27 de setembro de 2024
Governo Federal e quilombolas entram em acordo para titulação dos territórios de Alcântara (MA)
21 títulos de domínio e 11 decretos de interesse social também foram concedidos a comunidades de 9 estados
“Resistência quilombola, nenhum quilombo a menos”, essa importante frase de ordem carregada de um peso inimaginável foi proferida pela Coordenadora Nacional da CONAQ, Maria do Socorro Nascimento na última quinta-feira (19), em Alcântara, no Maranhão, durante um momento histórico.
Com a presença do Presidente Luiz Inácio Lula da Silva, o Governo Federal concedeu a entrega dos títulos de domínio na cidade onde os quilombolas se mostraram aguerridos durante mais de quatro décadas assegurando o que é seu por direito.
No dia em questão, foram assinadas duas portarias e um decreto designando a população da região 78,1 mil hectares. A partir dessas determinações agora será possível realizar a desapropriação de áreas privadas sobrepostas para, em seguida, realizar de fato a titulação, que corresponde à última etapa do processo de regularização.
Além da documentação referente aos povos da cidade maranhense, foram assinados 21 títulos de domínio aos quilombolas de todo Brasil e 11 decretos de interesse social, que é uma das fases rumo à titulação dos territórios. O ato assegura a garantia de direitos a 4,5 mil famílias, com a destinação de mais de 120 mil hectares para 19 comunidades de nove estados.
A cerimônia foi marcada pela presença massiva e cativante dos cidadãos, cujo 84,6% são autodeclarados quilombolas, fazendo da região a maior em proporção de população em suas 152 comunidades e cerca de 3.350 famílias.
Antes de comparecer no evento, Lula e demais autoridades foram até a comunidade quilombola de Mamuna. Em sua passagem ele aproveitou para conversar com moradores e conheceu um pouco do dia a dia de alguns dos cidadãos.
Alguns integrantes da CONAQ também não deixaram de comparecer ao evento que representa um passo crucial rumo à titulação de todas as comunidades que estão espalhadas pelos quatro cantos do Brasil. Na ocasião, os mesmos não deixaram de externar sua alegria com esse marco, e um deles é, justamente o representante do Maranhão:
“Gostaríamos de ter vivenciado bem antes! Alcântara celebra um momento histórico na luta pelo domínio dos Territórios Quilombolas, isso mostra o quão importante é o movimento social e quilombola está unidos. Esse resultado de hoje é fruto das diversas incidências políticas da CONAQ, ACONERUQ ATEQUILA, MAB e outros movimentos de defesa dos defensores e defensoras de direitos humanos. Finda o fim de uma luta histórica e acredito que a efetivação das políticas públicas nos territórios quilombolas de Alcântara será prioridade a partir de agora”, afirmou Celso Isidoro Araújo Pacheco, Secretário e Coordenador Executivo de Juventude Quilombola da CONAQ.

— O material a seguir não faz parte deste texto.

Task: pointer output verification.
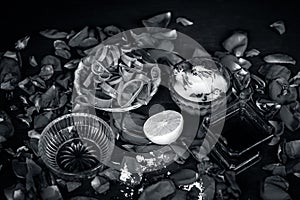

Além do representante do estado, outro que fez questão de falar sobre esse momento que representou mais um passo crucial rumo à garantia dos direitos de todos os quilombolas foi o Coordenador Nacional, Maximino Silva.
“O momento da entrega de títulos de territórios quilombolas, ocorrido na última quinta feira, (19/09), em Alcântara, no estado do Maranhão é de grande relevância para a garantia do direito do acesso a terra, e a manutenção e sobrevivência das comunidades quilombolas, pois trata-se de uma reparação histórica para essa população, e é resultado de lutas de anos. A partir da conquista de seu território, as famílias poderão reivindicar políticas públicas que possam desenvolver suas comunidades, com respeito ao seu modo de vida, organização, identidade e ancestralidade. Nessa luta a CONAQ tem batalhado incansavelmente junto às comunidades quilombolas para a garantia desse direito. Outro fato importante ocorrido, foi a assinatura do termo de conciliação com as comunidades quilombolas de Alcântara. Onde o território tem 152 comunidades e cerca de 3.350 famílias. Um ato histórico de luta e reivindicação dessas famílias, que há tanto tempo resistem”, afirmou.
Autoridades
Além do chefe do executivo também estiveram presente o ministro do Desenvolvimento Agrário Agricultura Familiar (MDA), Paulo Teixeira; representantes de Comunidades Quilombolas de Alcântara e do Brasil e integrantes de órgãos e entidades do MDA, Instituto Nacional de Colonização e Reforma Agrária (Incra), Advocacia-Geral da União (AGU), Ministério da Igualdade Racial (MIR) e Ministério da Defesa (MD).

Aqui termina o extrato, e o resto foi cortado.